Scenario 2: I say, “Mom and Dad, I love you.” They say, “Michael, we have something to tell you. We actually don’t love you.” I think to myself, Something always did seem weird. They die eventually. But the key factor there is that I always felt like something was weird, and unresolved feelings aren’t helping anything except the cancer growing in your pancreas. Which, by the way, don’t forget to tell your pancreas that you love it, even if you don’t quite understand what it does. (Quick high-school-bio refresher: Your pancreas creates enzymes that break down sugars, fats, and starches. Sounds like someone owes an “I love you” to their pancreas.)
O.K., back to the “I love you” scenarios. I want to point out that the constant in all of these scenarios is: They die eventually.
Scenario 3: I say, “Mom and Dad, I love you,” and my mom starts singing the Tina Turner classic “What’s Love Got to Do with It,” which is a great song that my mom does love. So this scenario is not entirely inconceivable, especially since the song came out in 1984 and the sound of it used to bleed through the walls as I tried to read Highlights magazine in the Gloria Stevens waiting room while my mom took her aerobics class. The point is: this scenario isn’t bad. It’s just confusing.
Let’s invert the game and imagine you don’t tell your parents you love them.
Non-Love Scenario 1: You don’t say I love you. They die eventually. You regret this for the rest of your life.
I don’t think any more non-love scenarios are necessary. You get the idea.
One argument I heard from my friend Tom is that they know. This is a classic approach to the non-love-you strategy.
Every once in a while, when I was a kid, my parents would say a variation of “I love you,” but it wouldn’t be in their real voices. It would be: “We wub you.”
It’s not the same thing.
And, by the way, “we wub you” came out only when things were dire. This was the break-glass-in-case-of-emergency type of situation. This was when I was crying. A lot. Like when my childhood dog, Leo, got hit by a motorcycle and I could barely speak or breathe. My parents said, “We wub you.”
Anyway, I decided to get Freshly for my parents, who are the Michael Che of my life, and they received meals for a while, but I never heard back from them.
This goes on for, like, a month.
Finally, I said to my mom on the phone, “Mom, how’d you like those Freshly meals Jen and I sent?”
There was a long pause. Too long. Clearly something had gone down with the Freshly meals.
“Mom, did they get to you?”
No response.
I said, “Mom, are you there?”
My mom said, “Yes!
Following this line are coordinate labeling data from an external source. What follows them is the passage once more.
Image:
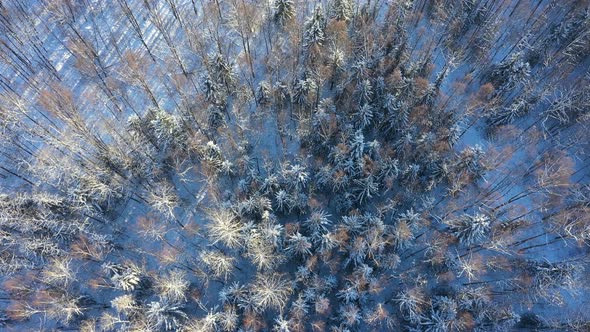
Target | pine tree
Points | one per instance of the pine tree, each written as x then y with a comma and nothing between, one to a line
314,33
284,11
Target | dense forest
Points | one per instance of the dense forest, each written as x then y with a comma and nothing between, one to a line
293,165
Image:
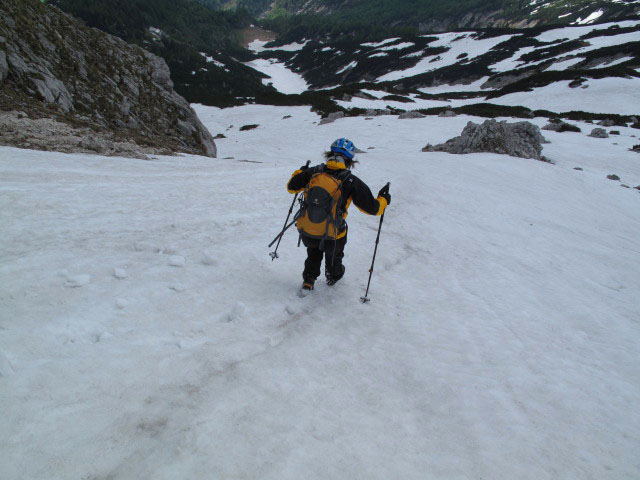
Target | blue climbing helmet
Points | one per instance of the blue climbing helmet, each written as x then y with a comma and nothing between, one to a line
344,147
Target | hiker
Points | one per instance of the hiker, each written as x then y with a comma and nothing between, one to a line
329,189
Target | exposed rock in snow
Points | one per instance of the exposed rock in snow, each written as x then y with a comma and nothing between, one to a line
88,79
556,125
521,139
411,114
177,261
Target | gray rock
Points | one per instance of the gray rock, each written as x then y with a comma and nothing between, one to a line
411,114
560,126
599,133
332,117
520,139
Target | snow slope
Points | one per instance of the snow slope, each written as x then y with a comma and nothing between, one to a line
146,333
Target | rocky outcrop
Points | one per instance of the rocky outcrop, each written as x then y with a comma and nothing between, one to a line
599,133
520,139
411,114
332,117
53,67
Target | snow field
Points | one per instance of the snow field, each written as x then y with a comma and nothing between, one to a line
501,340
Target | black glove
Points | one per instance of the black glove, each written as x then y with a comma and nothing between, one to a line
384,193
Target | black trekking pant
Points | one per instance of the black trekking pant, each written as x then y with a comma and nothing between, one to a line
333,253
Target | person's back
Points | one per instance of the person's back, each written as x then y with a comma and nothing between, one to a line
329,189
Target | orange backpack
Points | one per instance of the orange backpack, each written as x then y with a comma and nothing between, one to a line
321,216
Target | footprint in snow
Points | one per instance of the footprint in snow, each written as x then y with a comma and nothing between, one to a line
237,311
178,287
209,259
146,247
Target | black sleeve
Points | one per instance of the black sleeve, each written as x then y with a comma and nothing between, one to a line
363,198
300,178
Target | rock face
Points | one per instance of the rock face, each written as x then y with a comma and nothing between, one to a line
556,125
521,139
52,67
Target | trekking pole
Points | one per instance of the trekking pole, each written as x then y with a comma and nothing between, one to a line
365,299
274,254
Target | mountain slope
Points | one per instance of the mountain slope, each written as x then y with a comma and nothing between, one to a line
198,43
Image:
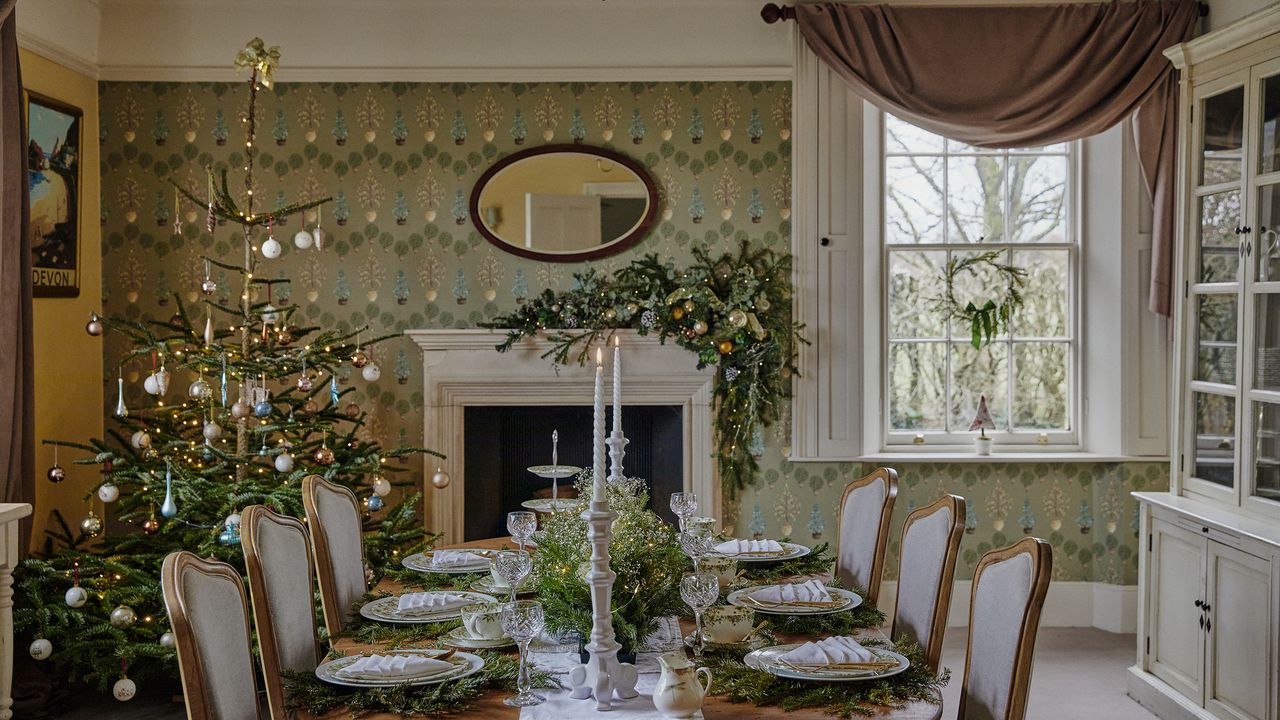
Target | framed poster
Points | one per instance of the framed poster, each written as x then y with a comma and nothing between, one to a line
54,132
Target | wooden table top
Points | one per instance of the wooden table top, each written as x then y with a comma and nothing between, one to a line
490,706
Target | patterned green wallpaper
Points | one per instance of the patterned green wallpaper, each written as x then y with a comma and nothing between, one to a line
401,160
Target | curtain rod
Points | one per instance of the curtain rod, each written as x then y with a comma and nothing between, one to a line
772,12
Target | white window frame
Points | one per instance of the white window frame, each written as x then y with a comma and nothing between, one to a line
1068,440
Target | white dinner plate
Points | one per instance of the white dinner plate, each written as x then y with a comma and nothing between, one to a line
465,664
385,610
791,551
844,598
767,659
421,561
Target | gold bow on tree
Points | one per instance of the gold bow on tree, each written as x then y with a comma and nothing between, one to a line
260,58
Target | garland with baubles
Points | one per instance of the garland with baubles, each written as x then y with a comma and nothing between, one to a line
732,311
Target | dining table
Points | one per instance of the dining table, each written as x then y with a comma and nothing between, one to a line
490,706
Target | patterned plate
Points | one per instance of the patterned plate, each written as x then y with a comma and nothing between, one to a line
464,664
421,561
385,610
842,598
767,659
790,551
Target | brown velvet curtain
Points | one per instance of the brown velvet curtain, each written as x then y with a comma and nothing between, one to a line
1022,76
17,397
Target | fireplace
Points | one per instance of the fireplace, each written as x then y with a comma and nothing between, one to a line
461,370
504,441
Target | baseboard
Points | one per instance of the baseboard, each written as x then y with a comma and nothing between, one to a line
1068,605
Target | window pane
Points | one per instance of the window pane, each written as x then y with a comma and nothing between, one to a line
913,200
904,137
1040,386
1224,131
1220,258
1215,427
1037,199
1215,338
1045,296
973,374
914,282
976,190
917,384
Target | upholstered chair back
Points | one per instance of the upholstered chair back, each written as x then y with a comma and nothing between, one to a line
865,511
337,543
280,583
206,606
1009,589
926,570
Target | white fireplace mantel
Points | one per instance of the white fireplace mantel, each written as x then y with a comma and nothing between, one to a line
461,368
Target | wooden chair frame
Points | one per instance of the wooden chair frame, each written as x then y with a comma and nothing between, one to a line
890,477
946,580
334,616
190,665
1020,679
254,516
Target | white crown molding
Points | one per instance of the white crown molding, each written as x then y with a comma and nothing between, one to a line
58,54
170,73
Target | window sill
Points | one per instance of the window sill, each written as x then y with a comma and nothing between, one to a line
917,456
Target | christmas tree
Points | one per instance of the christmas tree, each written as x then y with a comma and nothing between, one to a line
241,404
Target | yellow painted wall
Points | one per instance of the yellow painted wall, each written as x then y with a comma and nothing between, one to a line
69,361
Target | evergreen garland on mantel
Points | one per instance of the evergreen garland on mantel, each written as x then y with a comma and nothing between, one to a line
732,311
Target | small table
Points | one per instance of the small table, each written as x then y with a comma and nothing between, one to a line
9,551
490,706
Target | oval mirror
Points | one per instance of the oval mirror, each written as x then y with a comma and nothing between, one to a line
563,203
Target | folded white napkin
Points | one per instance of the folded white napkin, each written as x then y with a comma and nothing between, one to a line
455,559
828,651
740,546
808,591
393,668
432,601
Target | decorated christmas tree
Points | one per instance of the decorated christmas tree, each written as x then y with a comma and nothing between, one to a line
238,405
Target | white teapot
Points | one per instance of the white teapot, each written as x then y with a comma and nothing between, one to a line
679,692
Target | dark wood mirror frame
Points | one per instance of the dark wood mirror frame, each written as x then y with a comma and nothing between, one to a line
626,241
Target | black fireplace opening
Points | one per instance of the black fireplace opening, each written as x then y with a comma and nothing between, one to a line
502,442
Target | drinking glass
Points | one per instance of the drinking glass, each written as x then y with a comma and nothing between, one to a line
699,591
522,620
521,525
696,542
684,505
513,566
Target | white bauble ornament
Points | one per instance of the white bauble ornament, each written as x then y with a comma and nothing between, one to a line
41,648
124,689
76,596
123,616
213,431
272,249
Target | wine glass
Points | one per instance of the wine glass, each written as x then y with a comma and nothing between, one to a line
684,505
696,543
522,620
513,566
521,525
699,591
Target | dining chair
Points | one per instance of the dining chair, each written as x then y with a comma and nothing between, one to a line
209,615
926,573
280,584
865,511
1008,595
337,545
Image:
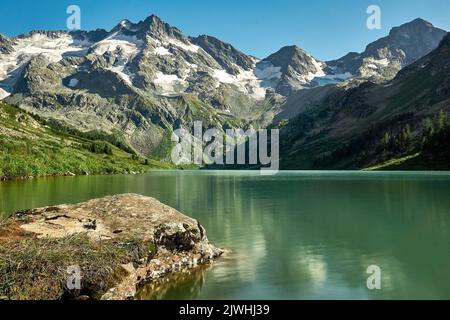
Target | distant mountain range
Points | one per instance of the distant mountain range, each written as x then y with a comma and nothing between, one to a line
140,81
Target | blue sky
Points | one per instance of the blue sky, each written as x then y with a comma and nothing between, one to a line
327,29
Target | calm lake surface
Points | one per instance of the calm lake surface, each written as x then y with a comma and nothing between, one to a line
296,235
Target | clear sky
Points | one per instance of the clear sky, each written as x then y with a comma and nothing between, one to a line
327,29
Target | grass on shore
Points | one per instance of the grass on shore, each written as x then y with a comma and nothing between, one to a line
36,269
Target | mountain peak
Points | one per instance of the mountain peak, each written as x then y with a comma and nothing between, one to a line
411,27
152,25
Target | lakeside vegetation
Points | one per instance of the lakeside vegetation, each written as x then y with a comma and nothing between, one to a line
44,275
35,147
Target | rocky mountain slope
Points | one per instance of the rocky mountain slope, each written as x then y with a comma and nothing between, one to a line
370,124
385,57
140,81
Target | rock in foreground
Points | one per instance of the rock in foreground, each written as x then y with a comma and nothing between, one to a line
143,239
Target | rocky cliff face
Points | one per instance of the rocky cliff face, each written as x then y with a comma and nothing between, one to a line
140,81
384,58
363,126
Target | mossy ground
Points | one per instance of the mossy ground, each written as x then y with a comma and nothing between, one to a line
36,269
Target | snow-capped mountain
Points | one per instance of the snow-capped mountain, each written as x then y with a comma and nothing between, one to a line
142,80
384,58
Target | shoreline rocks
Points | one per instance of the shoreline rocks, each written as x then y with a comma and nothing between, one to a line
171,241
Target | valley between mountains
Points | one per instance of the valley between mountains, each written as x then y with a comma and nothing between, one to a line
88,102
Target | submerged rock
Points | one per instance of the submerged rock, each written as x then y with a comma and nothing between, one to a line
173,241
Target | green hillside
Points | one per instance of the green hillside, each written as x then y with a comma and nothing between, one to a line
33,147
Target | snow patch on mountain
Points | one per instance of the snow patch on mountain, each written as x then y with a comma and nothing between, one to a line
187,47
162,51
3,94
25,48
73,82
267,71
170,84
245,81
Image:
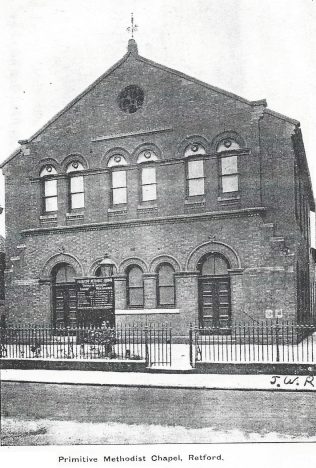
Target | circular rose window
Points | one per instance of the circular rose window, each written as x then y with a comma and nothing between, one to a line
131,99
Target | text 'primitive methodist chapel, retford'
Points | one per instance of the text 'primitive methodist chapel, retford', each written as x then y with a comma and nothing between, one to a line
198,199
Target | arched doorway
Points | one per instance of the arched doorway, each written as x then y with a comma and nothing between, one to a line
214,291
64,295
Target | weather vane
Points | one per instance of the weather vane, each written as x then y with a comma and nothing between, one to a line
133,28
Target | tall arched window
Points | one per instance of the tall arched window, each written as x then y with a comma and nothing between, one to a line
64,295
49,189
76,185
165,285
118,180
148,175
214,291
135,287
195,169
228,165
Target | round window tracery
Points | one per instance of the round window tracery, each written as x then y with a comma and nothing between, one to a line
117,160
74,166
147,156
48,170
228,144
131,99
194,149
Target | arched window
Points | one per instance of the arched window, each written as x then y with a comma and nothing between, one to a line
214,291
118,180
229,174
63,273
195,177
49,189
148,175
76,185
165,285
194,149
227,144
214,265
228,165
194,169
135,287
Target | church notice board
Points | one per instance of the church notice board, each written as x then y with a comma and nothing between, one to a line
94,293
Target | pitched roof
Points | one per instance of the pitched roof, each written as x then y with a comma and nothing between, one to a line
132,51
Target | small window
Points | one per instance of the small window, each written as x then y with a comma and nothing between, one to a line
195,177
76,185
49,189
135,287
64,273
165,285
229,174
194,149
147,156
119,187
148,183
214,264
228,144
117,160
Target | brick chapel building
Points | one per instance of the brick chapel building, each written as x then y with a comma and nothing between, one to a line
201,199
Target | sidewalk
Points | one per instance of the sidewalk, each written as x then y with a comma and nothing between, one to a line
162,380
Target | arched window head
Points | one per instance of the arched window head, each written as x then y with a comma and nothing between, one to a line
76,185
74,166
165,285
147,156
63,273
228,144
48,170
194,149
135,286
214,265
117,160
49,189
118,179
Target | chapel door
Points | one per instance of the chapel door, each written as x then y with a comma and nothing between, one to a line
64,295
214,292
214,302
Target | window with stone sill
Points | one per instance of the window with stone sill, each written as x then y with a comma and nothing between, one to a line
229,177
135,287
49,189
76,185
148,182
165,285
195,177
118,180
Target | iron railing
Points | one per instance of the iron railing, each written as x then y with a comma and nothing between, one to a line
152,344
261,342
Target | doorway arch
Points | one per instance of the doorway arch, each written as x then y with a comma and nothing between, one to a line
214,291
64,295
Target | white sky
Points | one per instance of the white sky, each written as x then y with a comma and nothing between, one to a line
53,49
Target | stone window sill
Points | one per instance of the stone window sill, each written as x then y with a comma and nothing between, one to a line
146,311
147,205
194,201
228,199
117,209
74,215
47,217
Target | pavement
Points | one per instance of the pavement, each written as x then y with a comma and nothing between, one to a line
162,380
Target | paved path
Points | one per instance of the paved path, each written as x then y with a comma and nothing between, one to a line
171,380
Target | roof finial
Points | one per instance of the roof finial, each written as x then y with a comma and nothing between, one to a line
133,28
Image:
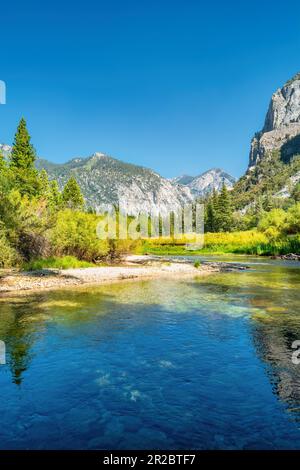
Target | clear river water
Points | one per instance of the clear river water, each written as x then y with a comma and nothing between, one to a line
200,363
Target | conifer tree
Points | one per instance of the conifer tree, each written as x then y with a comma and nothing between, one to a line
224,212
22,161
210,218
55,197
44,183
71,195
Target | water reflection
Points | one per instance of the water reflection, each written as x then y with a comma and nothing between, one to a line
173,364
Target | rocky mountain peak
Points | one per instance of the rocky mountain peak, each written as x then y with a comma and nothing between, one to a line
281,130
206,182
284,107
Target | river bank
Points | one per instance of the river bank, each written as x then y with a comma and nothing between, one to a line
132,267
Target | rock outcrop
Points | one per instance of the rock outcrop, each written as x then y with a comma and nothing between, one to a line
281,130
206,182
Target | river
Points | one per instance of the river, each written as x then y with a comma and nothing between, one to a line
200,363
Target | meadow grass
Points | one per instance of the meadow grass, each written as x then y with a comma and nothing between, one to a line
250,242
64,262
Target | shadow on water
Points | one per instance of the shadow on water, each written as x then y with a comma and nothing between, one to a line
173,364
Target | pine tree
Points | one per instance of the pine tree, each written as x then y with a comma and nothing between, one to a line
44,183
2,163
71,195
22,162
23,154
210,218
225,213
55,197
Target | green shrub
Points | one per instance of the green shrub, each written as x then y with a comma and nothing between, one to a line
8,256
65,262
74,233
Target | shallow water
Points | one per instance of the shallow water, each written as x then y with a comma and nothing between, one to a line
202,364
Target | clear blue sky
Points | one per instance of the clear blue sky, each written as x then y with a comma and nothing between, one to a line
178,86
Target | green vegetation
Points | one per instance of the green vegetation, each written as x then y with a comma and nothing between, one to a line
64,262
250,242
41,226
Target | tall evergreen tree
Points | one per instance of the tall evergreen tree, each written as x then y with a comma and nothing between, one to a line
71,195
55,197
225,212
210,217
22,162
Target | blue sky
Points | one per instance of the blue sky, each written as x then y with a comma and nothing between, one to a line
178,86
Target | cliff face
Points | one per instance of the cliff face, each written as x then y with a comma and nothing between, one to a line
281,130
206,182
106,180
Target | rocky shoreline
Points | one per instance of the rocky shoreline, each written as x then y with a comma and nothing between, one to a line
133,267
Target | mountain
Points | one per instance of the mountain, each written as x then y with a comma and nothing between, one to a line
281,129
206,182
106,180
5,150
274,160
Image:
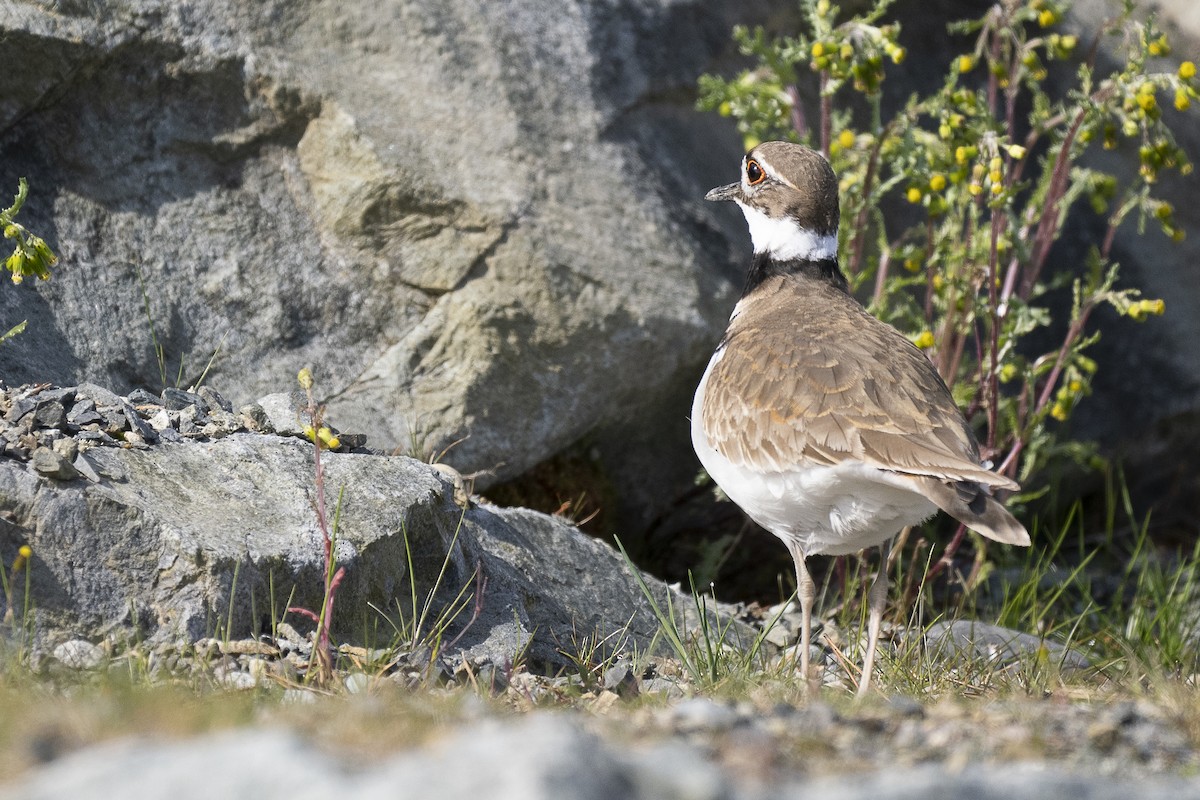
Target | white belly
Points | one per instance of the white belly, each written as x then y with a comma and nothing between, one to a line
827,510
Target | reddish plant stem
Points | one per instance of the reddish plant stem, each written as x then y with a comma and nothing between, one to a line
798,122
826,115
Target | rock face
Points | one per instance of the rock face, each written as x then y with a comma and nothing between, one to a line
215,534
477,221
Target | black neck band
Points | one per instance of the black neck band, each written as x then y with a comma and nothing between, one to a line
765,265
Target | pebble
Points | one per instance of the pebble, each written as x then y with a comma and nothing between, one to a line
52,428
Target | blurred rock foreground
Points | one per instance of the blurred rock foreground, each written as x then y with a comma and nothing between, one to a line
480,222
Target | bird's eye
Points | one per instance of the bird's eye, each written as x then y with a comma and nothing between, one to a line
754,173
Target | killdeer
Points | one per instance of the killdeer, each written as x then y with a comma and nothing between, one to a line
823,423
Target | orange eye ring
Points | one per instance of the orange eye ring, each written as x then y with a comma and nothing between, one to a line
755,173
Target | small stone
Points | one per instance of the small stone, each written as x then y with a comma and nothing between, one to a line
256,417
160,420
661,686
282,410
142,397
66,447
215,400
621,679
137,425
234,678
171,435
703,714
187,421
19,408
95,437
357,683
99,395
247,648
51,464
79,654
257,668
83,413
299,697
228,422
49,414
353,440
115,422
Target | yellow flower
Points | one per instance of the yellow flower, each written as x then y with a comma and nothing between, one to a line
1146,96
1143,308
23,554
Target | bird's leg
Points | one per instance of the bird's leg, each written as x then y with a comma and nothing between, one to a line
876,600
807,593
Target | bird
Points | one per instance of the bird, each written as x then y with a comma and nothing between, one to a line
827,426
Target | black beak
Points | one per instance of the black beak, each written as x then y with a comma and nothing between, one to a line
731,192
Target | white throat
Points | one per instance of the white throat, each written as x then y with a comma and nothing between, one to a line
785,240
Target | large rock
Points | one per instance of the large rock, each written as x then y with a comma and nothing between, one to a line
175,541
479,221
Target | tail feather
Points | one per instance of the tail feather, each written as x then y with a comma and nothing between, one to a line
976,507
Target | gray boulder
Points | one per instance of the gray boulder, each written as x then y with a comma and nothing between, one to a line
478,221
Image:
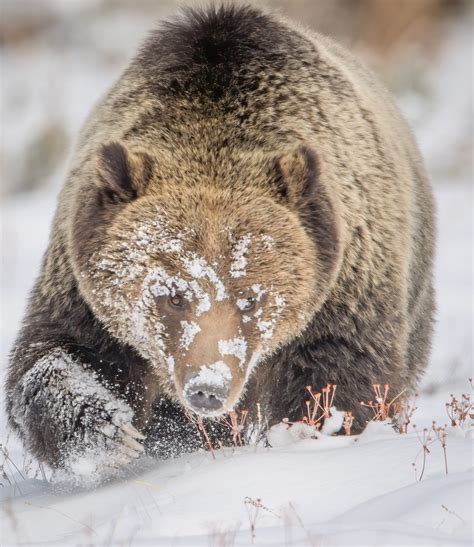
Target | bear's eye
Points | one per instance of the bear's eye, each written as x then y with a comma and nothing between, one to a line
247,304
176,301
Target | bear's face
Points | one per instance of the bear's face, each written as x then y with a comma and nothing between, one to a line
203,283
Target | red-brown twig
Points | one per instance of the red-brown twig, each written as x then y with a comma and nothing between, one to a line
198,422
236,425
381,407
440,433
425,441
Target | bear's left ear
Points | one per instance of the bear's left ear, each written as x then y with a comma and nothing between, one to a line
122,175
304,190
297,176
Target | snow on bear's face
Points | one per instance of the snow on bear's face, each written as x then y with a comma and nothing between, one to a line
203,288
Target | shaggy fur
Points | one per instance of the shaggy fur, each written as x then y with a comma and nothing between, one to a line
229,122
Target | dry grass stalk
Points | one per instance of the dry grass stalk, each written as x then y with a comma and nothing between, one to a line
236,425
382,407
348,421
440,433
199,423
426,439
319,407
459,411
403,411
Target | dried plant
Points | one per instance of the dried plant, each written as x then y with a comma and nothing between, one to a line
459,410
403,411
348,421
236,425
426,439
440,433
199,423
319,407
382,407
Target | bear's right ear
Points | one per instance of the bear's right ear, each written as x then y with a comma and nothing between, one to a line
122,175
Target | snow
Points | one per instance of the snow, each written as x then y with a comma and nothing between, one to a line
218,374
190,329
308,488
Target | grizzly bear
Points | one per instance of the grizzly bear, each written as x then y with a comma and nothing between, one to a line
246,214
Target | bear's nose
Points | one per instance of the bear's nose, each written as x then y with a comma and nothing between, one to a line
206,398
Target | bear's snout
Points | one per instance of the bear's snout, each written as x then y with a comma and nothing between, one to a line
207,398
207,391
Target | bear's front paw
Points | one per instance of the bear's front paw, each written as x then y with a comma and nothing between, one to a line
105,434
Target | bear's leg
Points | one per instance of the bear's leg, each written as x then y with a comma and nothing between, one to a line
353,369
62,410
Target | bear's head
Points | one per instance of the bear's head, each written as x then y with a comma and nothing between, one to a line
205,277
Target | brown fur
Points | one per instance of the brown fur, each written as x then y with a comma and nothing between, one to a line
230,121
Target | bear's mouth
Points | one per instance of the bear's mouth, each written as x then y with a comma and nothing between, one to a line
207,392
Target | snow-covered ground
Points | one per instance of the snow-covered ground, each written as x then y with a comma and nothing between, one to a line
326,491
I’m here, Michael. . . . ”
Then she paused.
I said, “Mom, it’s O.K. if you didn’t like the Freshly meals.”
She said, “We didn’t like the Freshly meals.”
I said, “Mom, it’s O.K. that you didn’t like the Freshly meals. I’m just surprised. They’re so basic. It’s just fresh chicken.”
She said, “They’re too fancy.”
I knew what she meant. Though some of the meals were chicken and rice or chicken and macaroni and cheese, you might also get chicken vindaloo, which is an Indian dish that could be interpreted as “fancy.”
I said, “Mom, I will cancel it and get you something else.”
It felt as if the weight of the world was off my mom’s Christian shoulders. It felt as if this was something she had grappled with for weeks. She told me the truth even though it was uncomfortable.
It was as though she’d told me she loved me.